= Inclusion Healthcare =

Inclusion Healthcare Social Enterprise CIC Ltd is a Community Interest Company based in Leicester which provides publicly funded health and social care services at two clinics in the city for 900 homeless and vulnerable people.

It was established in September 2010 as part of the Transforming Community Services initiative under the provisions of the Companies (Audit, Investigations and Community Enterprise) Act 2004. A team of 12, who formerly worked for Leicester City Primary Care Trust as Leicester Homeless Healthcare, formed the core of the new organisation. After a year staff employed by the organisation become shareholders, which allows them to make representations at the annual general meeting and be involved in the selection of directors and non-executive directors.

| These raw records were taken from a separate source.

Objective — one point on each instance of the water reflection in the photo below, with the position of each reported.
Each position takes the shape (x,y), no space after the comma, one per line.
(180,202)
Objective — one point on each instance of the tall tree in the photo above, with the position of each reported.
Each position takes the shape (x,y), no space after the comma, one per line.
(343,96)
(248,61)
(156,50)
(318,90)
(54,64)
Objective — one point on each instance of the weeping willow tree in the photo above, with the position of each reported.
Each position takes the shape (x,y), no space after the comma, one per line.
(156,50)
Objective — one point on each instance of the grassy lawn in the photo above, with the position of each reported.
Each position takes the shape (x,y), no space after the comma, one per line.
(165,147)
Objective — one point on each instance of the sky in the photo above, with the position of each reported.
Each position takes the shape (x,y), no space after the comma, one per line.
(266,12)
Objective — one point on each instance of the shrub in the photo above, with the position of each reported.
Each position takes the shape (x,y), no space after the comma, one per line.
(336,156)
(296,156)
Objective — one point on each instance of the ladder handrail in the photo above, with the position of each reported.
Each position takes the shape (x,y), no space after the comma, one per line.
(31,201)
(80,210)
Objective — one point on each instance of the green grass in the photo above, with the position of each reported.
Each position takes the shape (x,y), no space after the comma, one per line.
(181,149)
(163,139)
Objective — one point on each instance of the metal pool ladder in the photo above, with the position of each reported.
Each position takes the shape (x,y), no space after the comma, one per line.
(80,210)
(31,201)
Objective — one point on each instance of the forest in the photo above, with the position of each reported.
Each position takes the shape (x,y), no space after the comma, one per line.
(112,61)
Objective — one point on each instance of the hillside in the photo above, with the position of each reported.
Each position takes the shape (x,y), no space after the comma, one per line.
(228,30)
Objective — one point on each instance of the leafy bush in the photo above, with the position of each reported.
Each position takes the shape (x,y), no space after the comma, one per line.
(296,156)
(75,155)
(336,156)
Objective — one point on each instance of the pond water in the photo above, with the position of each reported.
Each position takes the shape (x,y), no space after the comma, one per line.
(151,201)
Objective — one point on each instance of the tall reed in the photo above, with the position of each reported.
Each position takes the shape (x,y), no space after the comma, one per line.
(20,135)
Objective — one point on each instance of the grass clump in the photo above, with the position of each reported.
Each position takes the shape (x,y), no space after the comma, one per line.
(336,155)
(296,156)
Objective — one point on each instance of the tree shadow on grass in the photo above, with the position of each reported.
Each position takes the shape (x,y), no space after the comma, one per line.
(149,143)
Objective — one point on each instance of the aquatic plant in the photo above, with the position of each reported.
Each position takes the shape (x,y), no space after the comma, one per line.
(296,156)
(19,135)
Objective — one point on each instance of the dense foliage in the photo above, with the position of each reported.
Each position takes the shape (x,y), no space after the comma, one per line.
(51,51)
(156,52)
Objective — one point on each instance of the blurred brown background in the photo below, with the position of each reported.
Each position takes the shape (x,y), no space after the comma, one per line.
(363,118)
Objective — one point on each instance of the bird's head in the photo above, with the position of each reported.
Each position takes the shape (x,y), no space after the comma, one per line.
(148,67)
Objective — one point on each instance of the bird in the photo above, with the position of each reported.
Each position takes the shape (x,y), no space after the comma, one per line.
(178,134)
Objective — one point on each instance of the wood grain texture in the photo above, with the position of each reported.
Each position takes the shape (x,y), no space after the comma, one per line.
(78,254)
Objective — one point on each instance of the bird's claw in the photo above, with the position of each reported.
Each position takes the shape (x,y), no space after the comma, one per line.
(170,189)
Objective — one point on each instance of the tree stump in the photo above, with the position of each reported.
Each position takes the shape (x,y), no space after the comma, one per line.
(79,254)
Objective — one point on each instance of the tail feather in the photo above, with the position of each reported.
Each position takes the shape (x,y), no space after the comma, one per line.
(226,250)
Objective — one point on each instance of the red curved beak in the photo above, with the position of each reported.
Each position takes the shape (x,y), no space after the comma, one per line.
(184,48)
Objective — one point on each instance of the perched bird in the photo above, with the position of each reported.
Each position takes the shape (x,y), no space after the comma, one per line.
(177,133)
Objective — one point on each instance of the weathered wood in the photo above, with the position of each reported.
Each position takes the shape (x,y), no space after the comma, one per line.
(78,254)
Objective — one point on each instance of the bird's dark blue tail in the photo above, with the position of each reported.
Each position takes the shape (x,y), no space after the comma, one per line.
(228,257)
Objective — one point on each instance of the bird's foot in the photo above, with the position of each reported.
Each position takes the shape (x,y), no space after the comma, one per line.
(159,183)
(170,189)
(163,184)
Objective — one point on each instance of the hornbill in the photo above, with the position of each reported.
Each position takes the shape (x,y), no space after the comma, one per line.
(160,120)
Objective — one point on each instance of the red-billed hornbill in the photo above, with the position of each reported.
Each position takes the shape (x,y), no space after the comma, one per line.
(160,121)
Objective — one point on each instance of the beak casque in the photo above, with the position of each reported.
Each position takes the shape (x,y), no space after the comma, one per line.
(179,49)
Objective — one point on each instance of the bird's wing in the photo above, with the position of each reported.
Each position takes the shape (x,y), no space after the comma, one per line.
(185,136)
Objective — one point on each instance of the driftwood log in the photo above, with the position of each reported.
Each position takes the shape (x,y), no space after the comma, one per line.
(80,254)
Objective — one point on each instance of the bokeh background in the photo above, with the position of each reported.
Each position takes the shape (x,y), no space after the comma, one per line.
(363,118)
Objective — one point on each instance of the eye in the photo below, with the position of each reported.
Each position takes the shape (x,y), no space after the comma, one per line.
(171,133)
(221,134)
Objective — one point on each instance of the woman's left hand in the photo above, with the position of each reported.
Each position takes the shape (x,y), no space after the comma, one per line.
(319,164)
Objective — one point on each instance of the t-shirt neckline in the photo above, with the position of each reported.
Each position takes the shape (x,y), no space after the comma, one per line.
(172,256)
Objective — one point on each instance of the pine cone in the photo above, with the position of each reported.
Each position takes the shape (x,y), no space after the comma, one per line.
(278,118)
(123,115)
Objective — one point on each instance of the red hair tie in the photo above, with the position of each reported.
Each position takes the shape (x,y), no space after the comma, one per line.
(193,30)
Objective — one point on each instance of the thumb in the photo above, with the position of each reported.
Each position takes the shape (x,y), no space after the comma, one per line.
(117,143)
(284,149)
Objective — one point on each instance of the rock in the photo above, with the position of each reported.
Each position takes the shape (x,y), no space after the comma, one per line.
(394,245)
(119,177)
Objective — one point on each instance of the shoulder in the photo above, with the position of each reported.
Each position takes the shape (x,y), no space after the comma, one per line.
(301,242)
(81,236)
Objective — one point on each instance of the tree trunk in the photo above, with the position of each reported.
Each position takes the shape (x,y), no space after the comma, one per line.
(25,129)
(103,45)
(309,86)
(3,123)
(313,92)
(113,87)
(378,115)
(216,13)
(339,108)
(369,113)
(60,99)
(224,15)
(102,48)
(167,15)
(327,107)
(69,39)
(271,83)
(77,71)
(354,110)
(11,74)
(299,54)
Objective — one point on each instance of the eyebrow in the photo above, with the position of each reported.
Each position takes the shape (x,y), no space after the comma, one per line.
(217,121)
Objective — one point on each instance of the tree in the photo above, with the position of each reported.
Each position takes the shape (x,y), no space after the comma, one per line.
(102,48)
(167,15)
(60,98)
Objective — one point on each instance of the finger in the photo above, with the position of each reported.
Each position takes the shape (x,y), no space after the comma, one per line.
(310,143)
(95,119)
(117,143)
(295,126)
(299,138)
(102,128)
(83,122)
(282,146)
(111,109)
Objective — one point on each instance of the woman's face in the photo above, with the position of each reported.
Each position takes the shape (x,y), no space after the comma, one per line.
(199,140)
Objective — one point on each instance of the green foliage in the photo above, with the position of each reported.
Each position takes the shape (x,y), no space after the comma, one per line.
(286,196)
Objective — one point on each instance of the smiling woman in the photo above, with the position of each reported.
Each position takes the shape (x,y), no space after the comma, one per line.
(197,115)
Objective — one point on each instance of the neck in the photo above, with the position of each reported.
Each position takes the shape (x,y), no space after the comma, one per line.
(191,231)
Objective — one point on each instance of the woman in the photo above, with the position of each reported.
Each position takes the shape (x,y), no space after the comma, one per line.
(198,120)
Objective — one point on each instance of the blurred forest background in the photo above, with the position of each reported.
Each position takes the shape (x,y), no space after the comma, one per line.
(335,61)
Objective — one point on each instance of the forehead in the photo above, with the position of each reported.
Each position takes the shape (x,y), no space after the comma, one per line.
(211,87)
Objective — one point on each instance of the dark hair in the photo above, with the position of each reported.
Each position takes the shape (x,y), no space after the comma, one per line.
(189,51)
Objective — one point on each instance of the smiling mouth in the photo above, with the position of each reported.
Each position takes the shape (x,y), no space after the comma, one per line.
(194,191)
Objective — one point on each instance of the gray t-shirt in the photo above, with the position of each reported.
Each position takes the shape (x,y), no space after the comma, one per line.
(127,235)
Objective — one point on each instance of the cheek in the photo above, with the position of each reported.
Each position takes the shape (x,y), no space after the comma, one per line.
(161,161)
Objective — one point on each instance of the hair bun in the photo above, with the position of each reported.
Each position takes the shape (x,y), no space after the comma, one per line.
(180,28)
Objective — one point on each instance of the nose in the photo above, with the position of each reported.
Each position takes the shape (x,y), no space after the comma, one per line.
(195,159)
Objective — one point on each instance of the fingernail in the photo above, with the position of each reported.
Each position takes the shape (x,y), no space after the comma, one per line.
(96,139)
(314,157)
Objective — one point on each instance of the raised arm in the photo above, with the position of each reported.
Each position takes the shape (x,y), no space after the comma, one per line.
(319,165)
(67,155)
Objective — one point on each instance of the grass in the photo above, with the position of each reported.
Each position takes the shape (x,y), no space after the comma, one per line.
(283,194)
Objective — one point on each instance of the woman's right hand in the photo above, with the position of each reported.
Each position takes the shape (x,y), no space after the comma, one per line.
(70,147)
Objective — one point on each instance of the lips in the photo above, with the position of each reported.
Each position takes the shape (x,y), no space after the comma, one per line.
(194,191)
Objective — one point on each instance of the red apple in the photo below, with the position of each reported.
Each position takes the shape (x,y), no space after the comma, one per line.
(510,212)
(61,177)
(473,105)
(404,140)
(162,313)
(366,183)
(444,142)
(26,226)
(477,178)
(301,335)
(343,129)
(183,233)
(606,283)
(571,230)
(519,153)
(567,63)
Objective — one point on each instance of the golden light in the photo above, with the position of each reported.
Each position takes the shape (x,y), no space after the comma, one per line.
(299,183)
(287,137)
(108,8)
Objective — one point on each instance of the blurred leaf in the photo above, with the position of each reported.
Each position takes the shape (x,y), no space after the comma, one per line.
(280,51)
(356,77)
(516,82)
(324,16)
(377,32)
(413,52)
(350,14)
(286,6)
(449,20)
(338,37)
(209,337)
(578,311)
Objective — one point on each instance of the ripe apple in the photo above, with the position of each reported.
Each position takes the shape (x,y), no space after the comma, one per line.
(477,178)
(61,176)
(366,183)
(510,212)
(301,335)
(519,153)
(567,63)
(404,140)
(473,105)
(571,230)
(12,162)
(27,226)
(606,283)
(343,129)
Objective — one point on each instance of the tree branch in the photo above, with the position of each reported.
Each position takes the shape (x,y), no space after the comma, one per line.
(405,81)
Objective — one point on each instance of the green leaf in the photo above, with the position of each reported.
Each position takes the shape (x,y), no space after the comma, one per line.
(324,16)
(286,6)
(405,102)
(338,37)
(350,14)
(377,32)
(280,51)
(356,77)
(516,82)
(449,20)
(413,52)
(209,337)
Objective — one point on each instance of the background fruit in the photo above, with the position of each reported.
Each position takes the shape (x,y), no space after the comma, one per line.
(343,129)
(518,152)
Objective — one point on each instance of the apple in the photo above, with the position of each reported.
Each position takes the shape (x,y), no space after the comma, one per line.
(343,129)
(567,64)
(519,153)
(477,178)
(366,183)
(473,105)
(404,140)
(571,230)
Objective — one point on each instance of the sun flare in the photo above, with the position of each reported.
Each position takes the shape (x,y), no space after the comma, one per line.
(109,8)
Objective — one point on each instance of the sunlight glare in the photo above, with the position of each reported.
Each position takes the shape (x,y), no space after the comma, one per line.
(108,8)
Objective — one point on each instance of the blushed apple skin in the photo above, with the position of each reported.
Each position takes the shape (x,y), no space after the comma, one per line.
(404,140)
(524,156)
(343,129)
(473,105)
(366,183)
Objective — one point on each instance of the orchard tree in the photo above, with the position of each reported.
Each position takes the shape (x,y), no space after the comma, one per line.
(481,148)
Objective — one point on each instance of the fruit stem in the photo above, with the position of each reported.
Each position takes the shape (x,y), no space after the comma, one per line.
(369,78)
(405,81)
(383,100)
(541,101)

Paymaster General Francis Maude mentioned the organisation at a speech in December 2014 about the Better Care Fund saying the company could provide care without the NHS's "endless process, bureaucracy and auditing". Maude related how the company had helped a homeless man who was too poor to pay for his dog to be looked after while he received hospital treatment for leg ulcers. Inclusion Healthcare wrote "a cheque for £200 or whatever it cost to have the dog vaccinated and put into kennels". According to Maude this payment meant that a very expensive operation to amputate the man's leg was avoided, and there was a further saving on the "massive disability payments" that would have been made over the man's lifetime.

Following a visit from the Care Quality Commission in late 2014, the commission's report published in February 2015 rated the practice as "outstanding".